If men are from Mars and women are from Venus, it may explain at least one of their shared beliefs: Men and women can't be real friends. Blame the sexual tension that almost inevitably exists between any red-blooded, heterosexual man and woman.

Point to the jealousy that plagues many rational people when a significant other befriends someone of the opposite sex. Boil it down to the inherent differences between the sexes. It just can't be done. Right?

WRONG, SAY RELATIONSHIP EXPERTS. "THE BELIEF THAT MEN AND women can't be friends comes from another era in whick women were at home and men were in the workplace, and the only way they could get together was for romance," explains Linda Sapadin, Ph.D., a psychologist in private practice in Valley Stream, New York. "Now they work together and have sports interests together and socialize together." This cultural shift is encouraging psychologists, sociologists and communications experts to put forth a new message: Though it may be tricky, men and women can successfully become close friends. What's more, there are good reasons for them to do so.

Society has long singled out romance as the prototypical male-female relationship because it spawns babies and keeps the life cycle going; cross-sex friendship, as researchers call it, has been either ignored or trivialized. We have rules for how to act in romantic relationship (flirt, date, get married, have kids) and even same-sex friendships (boys relate by doing activities together, girls by talking and sharing). But there are so few platonic male-female friendships on display in our culture that we're at a loss to even define these relationships.

Part of this confusion stems from the media. A certain 1989 film starring Meg Ryan and Billy Crystal convinced a nation of moviegoers that sex always comes between men and women, making true friendship impossible. "When Harry Met Sally set the potential for male-female friendship back about 25 years," says Michael Monsour, Ph.D., assistant professor of communications at the University of Colorado at Denver and author of Women and Men as Friends: Relatioships Across the Life Span in the 21st Century (Lawrence Erlbaum, 2001). Television hasn't helped either. "Almost every time you see a male-female friendship, it winds up turning into romance," Monsour notes. Think Sam and Diane or Chandler and Monica. These cultural images are hard to over-come, he says. It's no wonder we expect that men and women are always on the road to romance.

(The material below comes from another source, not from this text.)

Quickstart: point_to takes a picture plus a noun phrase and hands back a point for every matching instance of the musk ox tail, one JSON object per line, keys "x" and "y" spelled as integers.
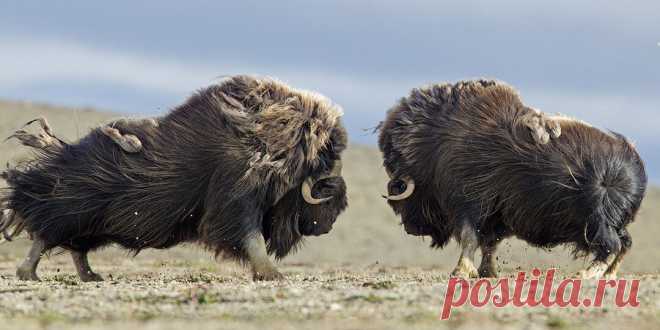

But that's only one of the major barriers. In 1989, Don O'Meara, Ph.D., a sociology professor at the University of Cincinnati-Raymond Walters College, published a landmark study in the journal Sex Roles on the top impediments to cross-sex friendship. "I started my research because one of my best friends is a woman," says O'Meara. "She said, 'Do you think anyone else has the incredible friendship we do?'" He decided to find out, and after reviewing the scant existing research dating back to only 1974, O'Meara identified the following four challenges to male-female friendship: defining it, dealing with sexual attraction, seeing each other as equals and facing people's responses to the relationship. A few years later, he added a fifth: meeting in the first place.